The Both-and coaching Breakdown

This blog promotes a Both-and Approach to athlete development and coaching. Here are the key tenets to a Both-and Approach:

  1. To connect with athletes BOTH as players AND people.

Coaches are in a unique position: we can not only help athletes acquire physical skills, but can also shape their self-perceptions and expectations, impact how they define success and react to failure, and influence their interactions with others. Given their scope of influence, youth sport coaches need to balance skill-building (i.e., technical and tactical competencies) with relationship-building. Coaches who engage with athletes BOTH as players AND as people can intentionally tailor their actions to the strengths, interests, developmental stage, and values of each athlete. In doing so, we can best support the motivation, development, and well-being of the young people with whom we work.

  1. To BOTH acknowledge expertise AND shift responsibility to players.

As coaches, we are privileged: we are in a position of power and may have unique sport experiences/expertise.  We need to be mindful of this privilege in the service of youth development, and our own! Coaches can BOTH acknowledge their expertise, using that knowledge to help athletes develop skills, AND create opportunities for athletes take ownership. This includes allowing athletes the chance to communicate their needs, offer input, make choices, solve problems, and own their process. Coaches who shift responsibility to athletes do not relinquish their duties; instead, we support our athletes’ self-directed learning and give ourselves the chance to learn from our players.

  1. To embrace BOTH competition AND cooperation in sport.

Competition is cooperative at its essence: the word’s Latin root is “com”—together—and “petere”— to strive for something.  Despite the etymology of competition, sport culture tends to pit teams and players against one another; and, too often, youth sport culture (e.g., coaches, parents, players, and administrators) strictly view cooperation as a team construct: players come together to beat their opponent.

BOTH-AND coaching takes to heart its cooperative essence to serve youth development (including performance outcomes). Building an inclusive, cohesive team is important. These supportive relationships matter to social development and can be meaningful to athletes long after their youth.

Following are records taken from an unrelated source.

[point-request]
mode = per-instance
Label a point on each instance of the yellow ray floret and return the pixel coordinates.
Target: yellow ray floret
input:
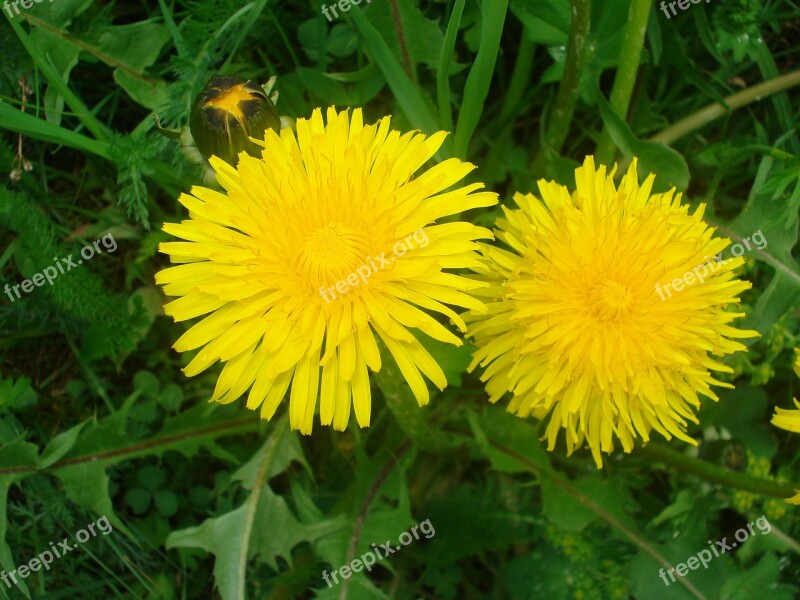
(312, 253)
(606, 311)
(789, 419)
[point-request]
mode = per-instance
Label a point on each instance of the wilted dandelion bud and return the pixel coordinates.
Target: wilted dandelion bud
(226, 114)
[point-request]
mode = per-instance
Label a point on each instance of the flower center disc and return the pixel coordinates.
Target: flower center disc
(610, 300)
(329, 254)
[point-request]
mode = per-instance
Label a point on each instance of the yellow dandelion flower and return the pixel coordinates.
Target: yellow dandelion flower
(606, 311)
(314, 248)
(789, 419)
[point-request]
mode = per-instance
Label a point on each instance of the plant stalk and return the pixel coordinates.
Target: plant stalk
(713, 473)
(627, 70)
(567, 97)
(713, 111)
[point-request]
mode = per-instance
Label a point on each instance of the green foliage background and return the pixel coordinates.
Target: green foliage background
(208, 502)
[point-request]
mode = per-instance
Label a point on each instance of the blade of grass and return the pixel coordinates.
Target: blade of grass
(445, 59)
(479, 80)
(28, 125)
(561, 117)
(627, 69)
(408, 95)
(97, 129)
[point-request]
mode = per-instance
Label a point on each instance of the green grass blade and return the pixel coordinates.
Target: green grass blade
(30, 126)
(408, 95)
(476, 90)
(445, 59)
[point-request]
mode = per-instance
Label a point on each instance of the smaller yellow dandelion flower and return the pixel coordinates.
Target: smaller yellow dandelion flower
(789, 419)
(607, 311)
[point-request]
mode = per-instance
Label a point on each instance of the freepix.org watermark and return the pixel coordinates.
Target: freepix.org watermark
(44, 559)
(682, 4)
(344, 6)
(367, 560)
(49, 274)
(365, 271)
(719, 547)
(700, 272)
(26, 4)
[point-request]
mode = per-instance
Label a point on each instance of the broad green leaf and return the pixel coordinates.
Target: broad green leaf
(60, 445)
(757, 581)
(520, 441)
(668, 165)
(774, 213)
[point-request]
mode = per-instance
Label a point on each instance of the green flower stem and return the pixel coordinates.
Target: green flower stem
(627, 69)
(713, 473)
(561, 116)
(713, 111)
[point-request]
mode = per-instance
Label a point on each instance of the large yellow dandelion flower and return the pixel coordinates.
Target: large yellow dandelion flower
(606, 311)
(789, 419)
(325, 241)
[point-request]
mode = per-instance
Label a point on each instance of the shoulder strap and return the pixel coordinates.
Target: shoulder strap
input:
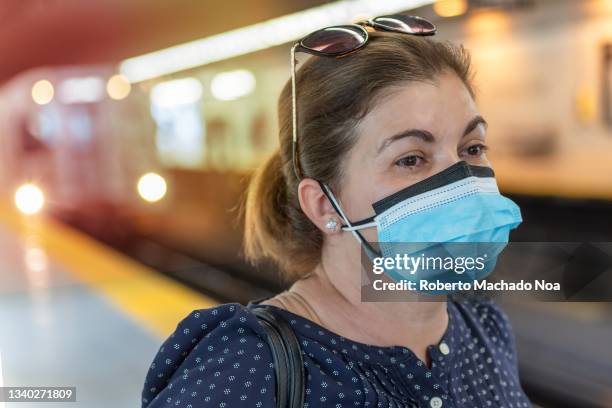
(286, 355)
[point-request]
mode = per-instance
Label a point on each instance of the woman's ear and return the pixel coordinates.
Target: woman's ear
(317, 207)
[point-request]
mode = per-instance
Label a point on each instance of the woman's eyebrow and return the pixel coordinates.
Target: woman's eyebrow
(473, 124)
(426, 136)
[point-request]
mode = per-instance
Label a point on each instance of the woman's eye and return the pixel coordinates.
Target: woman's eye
(476, 150)
(409, 161)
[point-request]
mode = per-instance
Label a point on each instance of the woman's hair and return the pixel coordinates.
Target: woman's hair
(333, 95)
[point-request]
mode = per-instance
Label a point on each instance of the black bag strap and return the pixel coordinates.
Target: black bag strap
(286, 355)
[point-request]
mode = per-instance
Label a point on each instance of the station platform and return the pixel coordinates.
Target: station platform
(73, 312)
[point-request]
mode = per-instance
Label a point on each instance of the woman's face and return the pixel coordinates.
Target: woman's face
(416, 131)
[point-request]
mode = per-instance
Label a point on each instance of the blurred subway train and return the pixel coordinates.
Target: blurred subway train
(158, 168)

With that said, a competitive culture that supports (or allows) demeaning the opposition to differentiate them undermines positive development. For performance outcomes, belittling the other team may help “pump” athletes up at half-time, but a sole focus on outperforming the opponent can leave players complacent if /when they successfully do so. For social/moral development, the “us” vs. “them” mentality can promote exclusion, discrimination, and aggression—all of which can undercut the potential for sport to help players become better people.

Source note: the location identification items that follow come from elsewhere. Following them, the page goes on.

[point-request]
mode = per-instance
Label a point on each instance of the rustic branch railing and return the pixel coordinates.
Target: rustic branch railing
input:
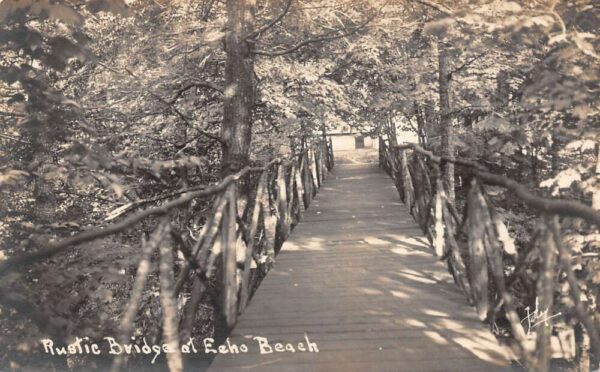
(253, 212)
(481, 255)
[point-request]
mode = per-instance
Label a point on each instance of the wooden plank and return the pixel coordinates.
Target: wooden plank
(357, 278)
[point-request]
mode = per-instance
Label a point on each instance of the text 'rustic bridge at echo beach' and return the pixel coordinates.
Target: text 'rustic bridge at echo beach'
(380, 270)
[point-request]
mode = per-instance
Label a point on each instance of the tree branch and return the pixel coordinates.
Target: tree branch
(467, 63)
(440, 8)
(554, 206)
(189, 86)
(325, 37)
(267, 26)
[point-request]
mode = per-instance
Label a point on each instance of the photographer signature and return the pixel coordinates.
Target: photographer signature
(537, 317)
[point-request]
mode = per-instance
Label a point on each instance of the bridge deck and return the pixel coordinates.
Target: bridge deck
(357, 278)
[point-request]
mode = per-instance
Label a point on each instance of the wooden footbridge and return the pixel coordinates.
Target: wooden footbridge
(381, 270)
(357, 279)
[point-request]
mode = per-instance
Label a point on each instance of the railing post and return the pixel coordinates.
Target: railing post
(439, 224)
(282, 201)
(229, 252)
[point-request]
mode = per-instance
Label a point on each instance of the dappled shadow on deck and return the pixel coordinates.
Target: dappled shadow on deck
(358, 278)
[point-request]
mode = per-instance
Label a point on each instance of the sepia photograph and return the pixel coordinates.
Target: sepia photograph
(300, 185)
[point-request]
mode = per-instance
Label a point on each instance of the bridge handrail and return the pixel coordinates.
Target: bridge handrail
(476, 245)
(253, 210)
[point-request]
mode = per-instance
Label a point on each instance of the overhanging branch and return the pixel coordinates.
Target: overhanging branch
(325, 37)
(267, 26)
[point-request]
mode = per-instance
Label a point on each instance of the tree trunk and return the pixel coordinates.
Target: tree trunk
(445, 118)
(238, 104)
(596, 195)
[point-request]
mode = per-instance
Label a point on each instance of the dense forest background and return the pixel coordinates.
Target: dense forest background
(110, 107)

BOTH-AND coaching embraces BOTH competition AND cooperation. Cooperative competition promotes a mutually respectful, earnest striving against one another, for one another.  Challenging opponents with integrity provides athletes (and their opponent) with optimal conditions for continued improvement. The end goal is personal and collective growth—a standard that better guards against complacency and pushes us all to reach our potential.

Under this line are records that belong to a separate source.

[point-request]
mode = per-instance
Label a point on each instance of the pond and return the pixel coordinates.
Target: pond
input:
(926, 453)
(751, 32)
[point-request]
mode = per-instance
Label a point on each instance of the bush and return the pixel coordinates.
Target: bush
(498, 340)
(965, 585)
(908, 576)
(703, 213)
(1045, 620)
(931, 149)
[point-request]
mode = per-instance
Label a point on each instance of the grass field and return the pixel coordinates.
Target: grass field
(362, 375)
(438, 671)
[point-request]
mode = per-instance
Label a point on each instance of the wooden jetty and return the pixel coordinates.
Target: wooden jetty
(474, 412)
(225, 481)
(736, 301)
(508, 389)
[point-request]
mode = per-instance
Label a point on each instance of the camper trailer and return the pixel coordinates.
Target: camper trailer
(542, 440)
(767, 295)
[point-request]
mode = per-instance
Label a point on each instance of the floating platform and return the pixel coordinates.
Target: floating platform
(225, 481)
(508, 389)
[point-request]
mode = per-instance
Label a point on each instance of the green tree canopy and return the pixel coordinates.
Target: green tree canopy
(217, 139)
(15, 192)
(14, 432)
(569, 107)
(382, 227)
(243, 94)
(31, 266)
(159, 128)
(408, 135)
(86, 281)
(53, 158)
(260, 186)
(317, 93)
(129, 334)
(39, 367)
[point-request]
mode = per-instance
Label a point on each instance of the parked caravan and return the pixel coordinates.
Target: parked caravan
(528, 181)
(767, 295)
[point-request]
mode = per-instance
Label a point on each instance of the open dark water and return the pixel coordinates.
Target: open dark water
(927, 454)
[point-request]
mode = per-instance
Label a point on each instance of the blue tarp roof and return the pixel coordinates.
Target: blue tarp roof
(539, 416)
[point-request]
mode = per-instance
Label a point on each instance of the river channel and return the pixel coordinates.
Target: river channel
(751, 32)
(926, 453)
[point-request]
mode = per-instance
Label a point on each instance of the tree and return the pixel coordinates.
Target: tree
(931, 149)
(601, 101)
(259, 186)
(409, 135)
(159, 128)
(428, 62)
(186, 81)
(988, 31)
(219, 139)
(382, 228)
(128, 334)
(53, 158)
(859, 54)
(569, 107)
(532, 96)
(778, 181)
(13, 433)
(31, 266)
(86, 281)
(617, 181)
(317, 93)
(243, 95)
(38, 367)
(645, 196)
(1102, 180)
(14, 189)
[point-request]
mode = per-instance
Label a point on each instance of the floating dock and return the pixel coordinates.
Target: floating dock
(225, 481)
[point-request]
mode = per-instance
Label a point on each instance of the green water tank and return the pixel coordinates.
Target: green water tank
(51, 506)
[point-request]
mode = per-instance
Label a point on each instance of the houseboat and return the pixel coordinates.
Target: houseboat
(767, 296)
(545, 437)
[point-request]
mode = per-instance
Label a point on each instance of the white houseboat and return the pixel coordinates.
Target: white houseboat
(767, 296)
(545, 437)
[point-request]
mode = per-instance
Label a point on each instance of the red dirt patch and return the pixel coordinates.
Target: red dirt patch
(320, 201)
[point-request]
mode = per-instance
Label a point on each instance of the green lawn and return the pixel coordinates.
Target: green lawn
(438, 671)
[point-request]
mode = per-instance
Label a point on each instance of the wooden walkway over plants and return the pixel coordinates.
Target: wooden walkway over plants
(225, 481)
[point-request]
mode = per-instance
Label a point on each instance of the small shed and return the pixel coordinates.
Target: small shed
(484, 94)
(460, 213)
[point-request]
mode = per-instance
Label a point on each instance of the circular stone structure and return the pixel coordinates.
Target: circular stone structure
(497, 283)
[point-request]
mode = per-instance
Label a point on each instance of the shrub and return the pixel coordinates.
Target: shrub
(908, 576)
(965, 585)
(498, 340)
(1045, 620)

  1. To support athletes’ self-concept as “playmakers” BOTH on AND off the field

BOTH-AND coaching requires that we rethink coaching. Popular notions that “sport builds character” might suggest a social acceptance of sport as a context in which youth develop and show character.  In reality, though, the public largely sees athletes as agents of change in their athletic endeavors not in social/political spaces. Real-world issues (e.g., class, race, or sexuality) cannot, however, be divorced from sport because these issues cannot be divorced from us.  When athletes (and coaches) take to the field, we carry with us experiences and identities that are bound up in the larger social contexts in which we live. Even if we show up “just to play”, these matters unavoidably seep into the sport. To fully acknowledge this reality, coaches need to support athletes beyond wins and losses. We need to provide youth with an experience that serves a larger social responsibility: to create an inclusive climate that honors our athletes’ individual identities and encourage our players to view themselves as BOTH on-the-field playmakers AND engaged citizens.